Abstract

Detecting shopping groups is gaining popularity as it enables various applications ranging from marketing to advertising. Existing methods exploit WiFi probe requests to detect shopping groups by identifying co-located customers. However, the probe request is prone to suffer from device heterogeneity which might pose a severe data sparseness problem. More importantly, we find that a certain amount of shopping groups would separate sometimes which makes traditional methods unreliable. In this paper, we propose a shopping group detection system using WiFi (SNOW). Instead of collecting probe requests, SNOW utilizes the WiFi data from smartphones associated with the deployed access points (APs). We could thus obtain data from different devices and even ensure a data granularity of seconds using Arping. Besides, we exploit an effective heuristic extracted from two observations of shopping group dynamics to improve the detection performance. First, the probability of group separation differs in diverse areas.

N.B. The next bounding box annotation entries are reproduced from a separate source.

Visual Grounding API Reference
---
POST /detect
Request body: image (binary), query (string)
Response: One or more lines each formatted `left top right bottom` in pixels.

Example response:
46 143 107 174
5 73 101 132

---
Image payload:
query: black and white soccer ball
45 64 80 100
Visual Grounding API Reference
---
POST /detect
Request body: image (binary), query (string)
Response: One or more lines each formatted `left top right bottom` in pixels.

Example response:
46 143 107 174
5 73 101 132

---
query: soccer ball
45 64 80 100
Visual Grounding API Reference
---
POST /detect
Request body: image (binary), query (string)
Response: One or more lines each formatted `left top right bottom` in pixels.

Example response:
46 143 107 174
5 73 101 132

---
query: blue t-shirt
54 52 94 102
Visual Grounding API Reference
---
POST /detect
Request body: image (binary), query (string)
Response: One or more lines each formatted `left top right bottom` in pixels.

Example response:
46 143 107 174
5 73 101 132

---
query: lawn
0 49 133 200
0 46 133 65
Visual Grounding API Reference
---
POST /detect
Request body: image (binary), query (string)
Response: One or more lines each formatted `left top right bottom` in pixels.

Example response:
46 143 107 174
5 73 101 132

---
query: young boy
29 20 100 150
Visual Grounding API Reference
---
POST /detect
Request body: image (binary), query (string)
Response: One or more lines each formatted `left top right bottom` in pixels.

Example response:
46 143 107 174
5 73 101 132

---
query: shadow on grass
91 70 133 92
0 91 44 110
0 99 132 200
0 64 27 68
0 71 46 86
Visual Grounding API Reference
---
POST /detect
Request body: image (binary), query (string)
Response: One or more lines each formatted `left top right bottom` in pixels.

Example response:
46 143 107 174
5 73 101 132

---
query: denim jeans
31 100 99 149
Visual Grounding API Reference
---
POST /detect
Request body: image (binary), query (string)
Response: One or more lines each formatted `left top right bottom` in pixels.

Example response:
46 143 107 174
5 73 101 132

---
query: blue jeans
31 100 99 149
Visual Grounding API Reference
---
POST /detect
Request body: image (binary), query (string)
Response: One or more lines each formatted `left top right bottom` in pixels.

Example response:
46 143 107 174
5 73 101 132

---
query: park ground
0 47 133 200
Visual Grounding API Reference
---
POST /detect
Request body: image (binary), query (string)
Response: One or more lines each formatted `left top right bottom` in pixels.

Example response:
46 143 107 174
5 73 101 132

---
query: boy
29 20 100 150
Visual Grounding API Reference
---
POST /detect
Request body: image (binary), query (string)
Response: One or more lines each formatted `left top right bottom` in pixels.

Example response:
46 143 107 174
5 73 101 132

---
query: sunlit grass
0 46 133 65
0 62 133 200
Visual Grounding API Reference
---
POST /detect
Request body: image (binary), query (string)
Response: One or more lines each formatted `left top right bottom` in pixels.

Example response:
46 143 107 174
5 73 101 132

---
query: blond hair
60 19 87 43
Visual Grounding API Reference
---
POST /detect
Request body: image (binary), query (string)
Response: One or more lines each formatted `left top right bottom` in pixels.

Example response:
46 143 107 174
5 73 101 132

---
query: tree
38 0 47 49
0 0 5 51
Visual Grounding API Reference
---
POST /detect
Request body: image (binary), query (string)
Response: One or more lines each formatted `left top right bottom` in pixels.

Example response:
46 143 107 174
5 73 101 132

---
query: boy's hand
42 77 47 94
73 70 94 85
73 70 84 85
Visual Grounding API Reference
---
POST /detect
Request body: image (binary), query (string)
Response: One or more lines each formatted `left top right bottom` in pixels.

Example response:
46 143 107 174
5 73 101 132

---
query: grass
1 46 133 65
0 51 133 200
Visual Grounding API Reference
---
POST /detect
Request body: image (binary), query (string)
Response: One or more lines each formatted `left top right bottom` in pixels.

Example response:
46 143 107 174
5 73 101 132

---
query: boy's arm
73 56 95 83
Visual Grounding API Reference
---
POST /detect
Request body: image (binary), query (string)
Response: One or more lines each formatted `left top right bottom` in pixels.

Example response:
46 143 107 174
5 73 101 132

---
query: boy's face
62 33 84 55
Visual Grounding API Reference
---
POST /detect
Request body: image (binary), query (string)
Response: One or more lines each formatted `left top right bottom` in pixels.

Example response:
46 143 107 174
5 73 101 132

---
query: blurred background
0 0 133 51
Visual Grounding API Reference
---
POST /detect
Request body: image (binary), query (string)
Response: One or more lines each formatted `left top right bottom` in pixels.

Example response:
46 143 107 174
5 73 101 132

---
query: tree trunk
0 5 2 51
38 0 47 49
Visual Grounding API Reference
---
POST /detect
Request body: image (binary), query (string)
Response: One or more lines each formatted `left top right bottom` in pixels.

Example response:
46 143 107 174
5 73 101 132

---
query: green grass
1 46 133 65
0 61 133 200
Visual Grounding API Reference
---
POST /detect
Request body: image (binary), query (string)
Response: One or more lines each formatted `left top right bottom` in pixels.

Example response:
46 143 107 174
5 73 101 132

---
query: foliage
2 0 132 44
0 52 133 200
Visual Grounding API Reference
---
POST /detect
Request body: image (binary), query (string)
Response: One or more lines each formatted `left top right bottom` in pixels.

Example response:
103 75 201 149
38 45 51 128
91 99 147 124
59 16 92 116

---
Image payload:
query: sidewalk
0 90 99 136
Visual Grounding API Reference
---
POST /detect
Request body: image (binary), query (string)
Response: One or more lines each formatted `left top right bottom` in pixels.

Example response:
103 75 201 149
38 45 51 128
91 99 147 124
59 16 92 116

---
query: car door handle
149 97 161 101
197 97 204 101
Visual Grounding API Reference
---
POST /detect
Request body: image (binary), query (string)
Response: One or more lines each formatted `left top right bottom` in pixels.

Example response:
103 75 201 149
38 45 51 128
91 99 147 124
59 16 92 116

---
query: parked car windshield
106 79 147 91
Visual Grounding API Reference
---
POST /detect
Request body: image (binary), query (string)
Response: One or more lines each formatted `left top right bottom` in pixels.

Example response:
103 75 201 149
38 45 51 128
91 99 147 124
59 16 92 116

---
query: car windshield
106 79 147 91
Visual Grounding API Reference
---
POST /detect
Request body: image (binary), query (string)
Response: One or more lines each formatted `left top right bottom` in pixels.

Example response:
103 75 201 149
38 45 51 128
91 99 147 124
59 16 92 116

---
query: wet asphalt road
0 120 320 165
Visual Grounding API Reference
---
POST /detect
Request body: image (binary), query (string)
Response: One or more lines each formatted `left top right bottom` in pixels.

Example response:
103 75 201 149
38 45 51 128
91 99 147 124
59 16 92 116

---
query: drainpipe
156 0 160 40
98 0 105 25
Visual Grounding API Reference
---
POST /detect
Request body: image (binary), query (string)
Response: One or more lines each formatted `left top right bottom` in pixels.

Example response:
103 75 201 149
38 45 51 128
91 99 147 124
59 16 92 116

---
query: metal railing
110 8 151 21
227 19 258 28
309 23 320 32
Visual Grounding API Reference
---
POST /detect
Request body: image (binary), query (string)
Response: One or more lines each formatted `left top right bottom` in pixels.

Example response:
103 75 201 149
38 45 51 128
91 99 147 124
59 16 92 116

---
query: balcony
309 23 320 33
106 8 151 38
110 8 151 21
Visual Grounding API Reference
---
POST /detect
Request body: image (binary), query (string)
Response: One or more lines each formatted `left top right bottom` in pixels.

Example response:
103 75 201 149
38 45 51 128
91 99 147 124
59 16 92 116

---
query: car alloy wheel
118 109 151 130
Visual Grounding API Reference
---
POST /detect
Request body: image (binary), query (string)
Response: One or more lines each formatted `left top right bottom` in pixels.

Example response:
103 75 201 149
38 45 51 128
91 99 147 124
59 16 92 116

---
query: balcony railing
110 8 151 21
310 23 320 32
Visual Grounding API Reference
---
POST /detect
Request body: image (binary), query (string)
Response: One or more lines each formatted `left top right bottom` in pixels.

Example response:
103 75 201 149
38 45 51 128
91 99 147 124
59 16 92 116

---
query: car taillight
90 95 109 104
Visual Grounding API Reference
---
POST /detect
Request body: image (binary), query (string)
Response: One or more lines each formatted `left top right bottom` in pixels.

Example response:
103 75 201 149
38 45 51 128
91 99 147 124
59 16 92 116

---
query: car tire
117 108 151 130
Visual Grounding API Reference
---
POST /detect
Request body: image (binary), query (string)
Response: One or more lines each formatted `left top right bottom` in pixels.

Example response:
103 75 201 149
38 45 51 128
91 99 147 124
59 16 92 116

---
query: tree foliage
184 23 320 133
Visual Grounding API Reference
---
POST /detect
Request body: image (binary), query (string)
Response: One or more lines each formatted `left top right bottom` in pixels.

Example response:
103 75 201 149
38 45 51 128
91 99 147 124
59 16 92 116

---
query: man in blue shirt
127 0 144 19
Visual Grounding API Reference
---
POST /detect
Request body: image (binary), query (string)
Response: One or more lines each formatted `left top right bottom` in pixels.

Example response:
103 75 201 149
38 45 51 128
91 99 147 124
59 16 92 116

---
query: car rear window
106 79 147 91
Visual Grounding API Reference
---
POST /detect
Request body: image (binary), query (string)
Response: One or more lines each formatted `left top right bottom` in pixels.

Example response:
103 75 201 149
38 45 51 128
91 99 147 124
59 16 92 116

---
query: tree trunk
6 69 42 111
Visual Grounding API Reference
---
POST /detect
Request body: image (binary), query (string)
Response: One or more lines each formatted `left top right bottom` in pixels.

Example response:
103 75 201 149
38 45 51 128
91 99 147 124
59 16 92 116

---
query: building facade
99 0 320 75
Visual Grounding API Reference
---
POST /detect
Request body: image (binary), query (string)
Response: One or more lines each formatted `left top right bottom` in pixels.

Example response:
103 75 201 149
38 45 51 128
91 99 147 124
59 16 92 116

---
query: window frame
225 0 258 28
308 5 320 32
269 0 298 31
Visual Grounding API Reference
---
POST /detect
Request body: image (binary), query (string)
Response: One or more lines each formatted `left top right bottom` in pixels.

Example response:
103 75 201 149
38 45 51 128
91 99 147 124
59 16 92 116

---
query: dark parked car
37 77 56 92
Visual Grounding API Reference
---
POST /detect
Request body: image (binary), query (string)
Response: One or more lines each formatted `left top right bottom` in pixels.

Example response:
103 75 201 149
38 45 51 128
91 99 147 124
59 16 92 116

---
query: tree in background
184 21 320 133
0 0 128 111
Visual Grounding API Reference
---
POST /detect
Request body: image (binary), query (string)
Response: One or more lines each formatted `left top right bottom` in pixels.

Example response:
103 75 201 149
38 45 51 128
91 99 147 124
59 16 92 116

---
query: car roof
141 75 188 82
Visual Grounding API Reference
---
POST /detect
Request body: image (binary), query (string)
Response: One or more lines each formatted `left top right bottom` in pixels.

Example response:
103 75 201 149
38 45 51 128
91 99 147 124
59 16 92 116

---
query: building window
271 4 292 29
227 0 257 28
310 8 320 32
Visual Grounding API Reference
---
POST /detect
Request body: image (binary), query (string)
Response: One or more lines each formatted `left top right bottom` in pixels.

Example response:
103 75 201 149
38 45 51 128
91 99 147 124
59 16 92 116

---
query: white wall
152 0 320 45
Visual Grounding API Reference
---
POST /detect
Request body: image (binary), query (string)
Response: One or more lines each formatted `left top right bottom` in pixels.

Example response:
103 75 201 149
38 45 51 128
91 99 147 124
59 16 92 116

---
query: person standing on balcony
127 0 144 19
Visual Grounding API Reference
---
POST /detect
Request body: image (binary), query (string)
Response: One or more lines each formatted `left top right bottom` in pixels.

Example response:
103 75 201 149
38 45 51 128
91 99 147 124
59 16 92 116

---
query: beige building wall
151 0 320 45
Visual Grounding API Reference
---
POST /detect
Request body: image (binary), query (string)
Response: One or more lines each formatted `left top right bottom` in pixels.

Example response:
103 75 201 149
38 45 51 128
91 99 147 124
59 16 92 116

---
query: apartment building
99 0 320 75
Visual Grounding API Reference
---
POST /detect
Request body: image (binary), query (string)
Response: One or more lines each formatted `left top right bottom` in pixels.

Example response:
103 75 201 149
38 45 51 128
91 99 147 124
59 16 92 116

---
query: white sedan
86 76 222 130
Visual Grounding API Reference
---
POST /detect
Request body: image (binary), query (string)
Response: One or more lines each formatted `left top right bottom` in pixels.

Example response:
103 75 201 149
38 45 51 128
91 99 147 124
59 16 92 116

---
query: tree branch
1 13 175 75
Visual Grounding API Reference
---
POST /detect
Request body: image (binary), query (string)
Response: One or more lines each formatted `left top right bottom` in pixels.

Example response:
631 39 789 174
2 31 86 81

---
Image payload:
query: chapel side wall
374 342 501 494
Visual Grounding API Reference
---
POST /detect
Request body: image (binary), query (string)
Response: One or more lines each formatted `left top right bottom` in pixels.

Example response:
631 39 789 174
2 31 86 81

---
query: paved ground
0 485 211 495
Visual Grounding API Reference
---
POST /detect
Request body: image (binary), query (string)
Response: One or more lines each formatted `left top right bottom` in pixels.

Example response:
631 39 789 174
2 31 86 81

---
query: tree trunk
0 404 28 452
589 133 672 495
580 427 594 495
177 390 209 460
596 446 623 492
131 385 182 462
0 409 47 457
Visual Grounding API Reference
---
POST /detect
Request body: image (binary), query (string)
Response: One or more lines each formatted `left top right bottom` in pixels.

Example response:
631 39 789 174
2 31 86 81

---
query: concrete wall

Second, the proportion of group participation and individual engagement differs in different activities of the mall. Therefore, APs under which shopping groups appear more frequently and barely separate should contribute more in measuring customer similarity. Lastly, we represent the measured similarity into a matrix format and apply matrix factorization with a sparsity constraint to derive grouping results directly. According to our experiments in a large shopping mall, SNOW improves the detection performance of baseline approaches by 13.2% on average.